Winter, the shoegaze band helmed by singer-songwriter Samira Winter, have been making music I enjoy for many years now. Their 2020 album, Endless Space (Between You & I), is a delightful dose of dream-pop, and Winter's 2022 album, What Kind of Blue Are You?, is one of my favorite shoegaze records of the decade. I recently wrote about enjoying "Just Like a Flower," the first single from Winter's follow-up LP, Adult Romantix, and I'm happy to report that the other single from this album, "Misery," is beatific, sentimental, and mesmerizingly distorted – exactly how I like my shoegaze.

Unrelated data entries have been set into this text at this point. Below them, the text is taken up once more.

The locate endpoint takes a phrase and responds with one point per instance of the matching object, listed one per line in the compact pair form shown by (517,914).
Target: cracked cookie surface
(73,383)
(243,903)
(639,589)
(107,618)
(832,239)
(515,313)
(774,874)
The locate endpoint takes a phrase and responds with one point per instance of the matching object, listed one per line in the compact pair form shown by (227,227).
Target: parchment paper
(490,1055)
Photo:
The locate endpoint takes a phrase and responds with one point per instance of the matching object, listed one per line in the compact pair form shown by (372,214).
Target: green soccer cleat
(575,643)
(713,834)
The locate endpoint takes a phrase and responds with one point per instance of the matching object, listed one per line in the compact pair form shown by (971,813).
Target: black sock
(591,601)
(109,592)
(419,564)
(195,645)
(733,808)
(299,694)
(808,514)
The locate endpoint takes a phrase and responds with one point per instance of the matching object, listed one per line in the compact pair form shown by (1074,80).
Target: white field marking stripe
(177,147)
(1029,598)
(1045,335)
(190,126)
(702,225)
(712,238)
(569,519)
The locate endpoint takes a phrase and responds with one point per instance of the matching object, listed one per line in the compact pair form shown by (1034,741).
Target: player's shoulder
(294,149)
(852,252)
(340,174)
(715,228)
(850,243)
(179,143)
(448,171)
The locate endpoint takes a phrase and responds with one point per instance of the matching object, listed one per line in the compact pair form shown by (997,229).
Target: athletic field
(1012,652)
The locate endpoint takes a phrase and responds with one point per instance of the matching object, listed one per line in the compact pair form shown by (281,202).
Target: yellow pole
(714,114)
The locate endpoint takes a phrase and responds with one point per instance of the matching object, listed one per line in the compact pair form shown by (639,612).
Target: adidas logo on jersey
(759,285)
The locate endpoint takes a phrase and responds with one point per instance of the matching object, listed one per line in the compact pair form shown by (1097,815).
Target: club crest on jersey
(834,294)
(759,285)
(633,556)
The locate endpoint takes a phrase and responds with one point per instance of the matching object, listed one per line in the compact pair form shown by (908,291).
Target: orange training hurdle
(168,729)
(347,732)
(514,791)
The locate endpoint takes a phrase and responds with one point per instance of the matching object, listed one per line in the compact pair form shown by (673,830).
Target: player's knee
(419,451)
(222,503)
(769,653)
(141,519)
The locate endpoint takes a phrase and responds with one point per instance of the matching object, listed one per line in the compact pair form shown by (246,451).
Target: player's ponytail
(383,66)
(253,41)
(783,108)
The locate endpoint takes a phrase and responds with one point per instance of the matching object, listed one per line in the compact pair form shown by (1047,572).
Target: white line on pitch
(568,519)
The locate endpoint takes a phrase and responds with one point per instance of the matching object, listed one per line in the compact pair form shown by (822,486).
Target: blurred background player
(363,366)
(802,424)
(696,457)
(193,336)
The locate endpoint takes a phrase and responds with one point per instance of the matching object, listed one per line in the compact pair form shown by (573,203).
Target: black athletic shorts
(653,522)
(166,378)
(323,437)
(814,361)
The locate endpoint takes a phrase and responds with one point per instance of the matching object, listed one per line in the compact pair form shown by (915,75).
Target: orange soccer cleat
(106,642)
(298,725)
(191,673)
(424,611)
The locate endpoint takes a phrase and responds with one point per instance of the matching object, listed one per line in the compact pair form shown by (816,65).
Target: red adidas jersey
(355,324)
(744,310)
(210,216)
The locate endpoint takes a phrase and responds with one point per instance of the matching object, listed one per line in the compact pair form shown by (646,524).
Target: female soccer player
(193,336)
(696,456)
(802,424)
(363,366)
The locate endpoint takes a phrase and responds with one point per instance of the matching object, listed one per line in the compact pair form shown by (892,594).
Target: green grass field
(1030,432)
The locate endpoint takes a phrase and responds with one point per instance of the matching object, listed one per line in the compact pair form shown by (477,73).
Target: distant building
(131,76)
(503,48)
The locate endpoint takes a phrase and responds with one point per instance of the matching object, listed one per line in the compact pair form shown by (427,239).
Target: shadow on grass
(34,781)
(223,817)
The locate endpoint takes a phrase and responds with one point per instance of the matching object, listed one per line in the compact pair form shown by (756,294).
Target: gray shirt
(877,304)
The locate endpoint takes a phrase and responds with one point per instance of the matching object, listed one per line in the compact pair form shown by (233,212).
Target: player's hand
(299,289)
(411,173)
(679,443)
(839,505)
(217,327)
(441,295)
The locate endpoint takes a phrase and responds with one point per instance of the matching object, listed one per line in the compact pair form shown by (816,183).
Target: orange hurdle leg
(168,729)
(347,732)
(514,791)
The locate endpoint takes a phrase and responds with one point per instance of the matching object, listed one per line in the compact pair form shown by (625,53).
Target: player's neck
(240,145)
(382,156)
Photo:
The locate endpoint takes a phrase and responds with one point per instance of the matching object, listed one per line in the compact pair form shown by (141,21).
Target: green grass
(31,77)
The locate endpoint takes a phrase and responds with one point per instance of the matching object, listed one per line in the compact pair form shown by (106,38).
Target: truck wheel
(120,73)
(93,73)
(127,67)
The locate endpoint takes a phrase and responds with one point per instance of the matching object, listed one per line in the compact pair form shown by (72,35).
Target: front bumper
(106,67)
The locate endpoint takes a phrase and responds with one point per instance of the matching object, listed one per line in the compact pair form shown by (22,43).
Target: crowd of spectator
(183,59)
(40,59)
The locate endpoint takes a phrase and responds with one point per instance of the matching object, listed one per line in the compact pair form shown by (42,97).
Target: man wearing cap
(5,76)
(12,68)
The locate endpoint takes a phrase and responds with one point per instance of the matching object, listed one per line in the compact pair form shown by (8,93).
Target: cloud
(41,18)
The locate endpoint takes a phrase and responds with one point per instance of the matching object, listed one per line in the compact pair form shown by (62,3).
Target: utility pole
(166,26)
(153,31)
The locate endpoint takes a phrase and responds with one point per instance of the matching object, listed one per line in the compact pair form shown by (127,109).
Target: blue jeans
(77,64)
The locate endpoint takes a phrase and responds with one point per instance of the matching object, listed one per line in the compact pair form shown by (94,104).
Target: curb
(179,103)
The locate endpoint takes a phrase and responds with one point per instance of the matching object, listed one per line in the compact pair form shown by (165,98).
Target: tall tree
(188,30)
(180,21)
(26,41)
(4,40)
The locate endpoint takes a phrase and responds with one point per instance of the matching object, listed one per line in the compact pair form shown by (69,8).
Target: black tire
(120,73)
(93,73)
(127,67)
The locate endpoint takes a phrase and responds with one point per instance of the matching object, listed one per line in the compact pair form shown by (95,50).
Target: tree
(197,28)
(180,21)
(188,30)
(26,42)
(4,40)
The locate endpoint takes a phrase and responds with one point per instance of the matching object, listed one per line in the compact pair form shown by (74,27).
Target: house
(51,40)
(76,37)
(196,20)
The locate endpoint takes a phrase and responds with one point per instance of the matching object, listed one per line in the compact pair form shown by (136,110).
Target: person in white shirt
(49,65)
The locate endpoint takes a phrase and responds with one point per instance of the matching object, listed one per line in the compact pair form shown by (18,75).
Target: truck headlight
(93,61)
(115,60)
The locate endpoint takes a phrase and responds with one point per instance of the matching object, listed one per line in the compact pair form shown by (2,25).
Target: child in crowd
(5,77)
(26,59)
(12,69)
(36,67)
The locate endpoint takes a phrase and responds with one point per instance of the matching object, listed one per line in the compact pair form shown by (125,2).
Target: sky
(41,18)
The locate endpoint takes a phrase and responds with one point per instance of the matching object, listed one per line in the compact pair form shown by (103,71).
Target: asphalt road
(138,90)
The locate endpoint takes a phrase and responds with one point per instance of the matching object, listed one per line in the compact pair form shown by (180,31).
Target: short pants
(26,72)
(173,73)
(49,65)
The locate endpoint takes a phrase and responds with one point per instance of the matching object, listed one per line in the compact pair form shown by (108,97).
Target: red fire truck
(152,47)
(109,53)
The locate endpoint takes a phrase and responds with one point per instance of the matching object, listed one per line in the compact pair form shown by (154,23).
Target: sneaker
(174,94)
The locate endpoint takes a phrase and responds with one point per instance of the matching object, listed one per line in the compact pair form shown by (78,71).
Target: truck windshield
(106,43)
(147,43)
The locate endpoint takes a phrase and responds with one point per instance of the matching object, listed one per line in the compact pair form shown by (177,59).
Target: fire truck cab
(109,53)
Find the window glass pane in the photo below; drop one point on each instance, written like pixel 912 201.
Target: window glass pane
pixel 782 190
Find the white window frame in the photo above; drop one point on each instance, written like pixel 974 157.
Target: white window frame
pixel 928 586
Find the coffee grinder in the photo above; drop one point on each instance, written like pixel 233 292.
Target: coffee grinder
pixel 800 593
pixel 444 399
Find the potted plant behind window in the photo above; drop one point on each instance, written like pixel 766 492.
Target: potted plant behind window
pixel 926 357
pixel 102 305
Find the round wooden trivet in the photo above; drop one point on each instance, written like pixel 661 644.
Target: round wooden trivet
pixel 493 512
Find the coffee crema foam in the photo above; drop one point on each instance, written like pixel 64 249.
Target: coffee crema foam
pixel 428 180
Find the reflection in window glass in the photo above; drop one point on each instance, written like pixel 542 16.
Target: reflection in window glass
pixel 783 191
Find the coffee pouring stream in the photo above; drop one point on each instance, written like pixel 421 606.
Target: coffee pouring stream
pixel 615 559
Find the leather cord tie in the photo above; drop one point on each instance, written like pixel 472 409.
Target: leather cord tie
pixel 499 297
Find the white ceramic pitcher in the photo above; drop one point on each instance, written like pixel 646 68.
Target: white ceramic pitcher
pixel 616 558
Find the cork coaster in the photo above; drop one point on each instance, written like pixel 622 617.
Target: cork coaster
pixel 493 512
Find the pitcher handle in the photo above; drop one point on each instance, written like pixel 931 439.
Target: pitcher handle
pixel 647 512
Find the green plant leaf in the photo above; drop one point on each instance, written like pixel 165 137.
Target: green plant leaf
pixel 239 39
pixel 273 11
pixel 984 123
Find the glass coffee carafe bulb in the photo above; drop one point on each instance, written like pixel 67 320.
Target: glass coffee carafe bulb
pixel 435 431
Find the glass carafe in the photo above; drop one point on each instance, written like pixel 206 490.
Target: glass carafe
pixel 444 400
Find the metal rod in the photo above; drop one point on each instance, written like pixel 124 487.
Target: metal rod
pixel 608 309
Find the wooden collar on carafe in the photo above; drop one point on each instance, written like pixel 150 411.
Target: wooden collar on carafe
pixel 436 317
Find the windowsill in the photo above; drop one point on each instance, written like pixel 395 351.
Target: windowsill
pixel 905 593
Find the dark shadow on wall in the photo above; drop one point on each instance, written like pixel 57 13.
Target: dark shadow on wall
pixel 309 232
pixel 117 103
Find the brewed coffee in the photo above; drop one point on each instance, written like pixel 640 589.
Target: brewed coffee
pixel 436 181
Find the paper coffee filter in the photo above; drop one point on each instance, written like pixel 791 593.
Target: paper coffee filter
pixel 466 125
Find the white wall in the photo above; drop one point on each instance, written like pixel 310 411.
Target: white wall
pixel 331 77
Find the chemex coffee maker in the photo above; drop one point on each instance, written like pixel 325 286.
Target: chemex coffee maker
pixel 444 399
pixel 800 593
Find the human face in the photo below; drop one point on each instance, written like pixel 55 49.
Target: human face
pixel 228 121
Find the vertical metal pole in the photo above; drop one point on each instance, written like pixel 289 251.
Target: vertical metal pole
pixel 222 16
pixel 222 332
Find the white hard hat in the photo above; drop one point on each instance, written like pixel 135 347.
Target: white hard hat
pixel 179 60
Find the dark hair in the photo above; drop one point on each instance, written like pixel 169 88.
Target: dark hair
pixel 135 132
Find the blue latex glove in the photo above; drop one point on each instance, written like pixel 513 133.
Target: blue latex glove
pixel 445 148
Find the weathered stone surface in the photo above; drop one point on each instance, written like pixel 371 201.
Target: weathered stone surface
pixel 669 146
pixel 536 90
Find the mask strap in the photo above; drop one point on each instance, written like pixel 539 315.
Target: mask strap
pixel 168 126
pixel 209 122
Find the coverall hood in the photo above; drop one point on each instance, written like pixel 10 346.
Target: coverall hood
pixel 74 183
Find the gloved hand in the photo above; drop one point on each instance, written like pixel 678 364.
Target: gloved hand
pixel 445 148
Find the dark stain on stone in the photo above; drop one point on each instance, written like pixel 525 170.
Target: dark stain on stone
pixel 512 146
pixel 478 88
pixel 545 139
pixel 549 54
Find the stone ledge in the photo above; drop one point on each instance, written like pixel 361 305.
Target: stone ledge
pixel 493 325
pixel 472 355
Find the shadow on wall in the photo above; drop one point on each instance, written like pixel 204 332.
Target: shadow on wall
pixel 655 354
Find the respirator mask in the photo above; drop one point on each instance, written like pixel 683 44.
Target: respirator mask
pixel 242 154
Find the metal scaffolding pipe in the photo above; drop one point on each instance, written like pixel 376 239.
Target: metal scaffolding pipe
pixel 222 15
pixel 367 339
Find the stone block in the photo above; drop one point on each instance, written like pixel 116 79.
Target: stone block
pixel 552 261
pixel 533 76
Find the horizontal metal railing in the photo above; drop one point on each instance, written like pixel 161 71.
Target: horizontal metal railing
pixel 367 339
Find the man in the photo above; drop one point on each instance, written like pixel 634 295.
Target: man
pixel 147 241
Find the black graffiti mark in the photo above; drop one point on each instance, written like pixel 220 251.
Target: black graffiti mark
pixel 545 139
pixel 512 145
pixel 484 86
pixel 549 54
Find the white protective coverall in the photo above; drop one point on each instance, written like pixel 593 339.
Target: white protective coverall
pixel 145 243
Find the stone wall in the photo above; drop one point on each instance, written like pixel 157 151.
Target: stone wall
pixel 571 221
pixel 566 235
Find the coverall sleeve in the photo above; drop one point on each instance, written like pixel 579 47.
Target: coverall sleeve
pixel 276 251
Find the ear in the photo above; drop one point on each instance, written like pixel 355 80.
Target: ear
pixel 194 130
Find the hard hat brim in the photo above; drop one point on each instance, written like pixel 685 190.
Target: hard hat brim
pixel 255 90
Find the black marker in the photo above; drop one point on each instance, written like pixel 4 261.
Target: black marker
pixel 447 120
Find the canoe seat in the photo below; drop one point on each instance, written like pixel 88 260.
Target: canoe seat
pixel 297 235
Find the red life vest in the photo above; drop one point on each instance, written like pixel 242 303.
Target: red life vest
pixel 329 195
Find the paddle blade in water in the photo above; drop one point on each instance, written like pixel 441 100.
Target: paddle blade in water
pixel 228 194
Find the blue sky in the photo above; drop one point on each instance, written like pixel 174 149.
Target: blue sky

For this edition of Chasing Down, I asked Winter about her latest musical obsession, two of her favorite bands (My Bloody Valentine and Yo La Tengo), her great EP with Hooky from earlier this year, and how she approached Adult Romantix. Read the full Q&A below.

What was the last band you became obsessed with?
Userband, specifically the song “I Lose My Time.” I listen to this song everyday. I feel like she and I are best friends. There’s just this gushing sense of summer bliss that is enveloped by a warm blanket of fuzz. It soothes all my pain away like a Smashing Pumpkins song.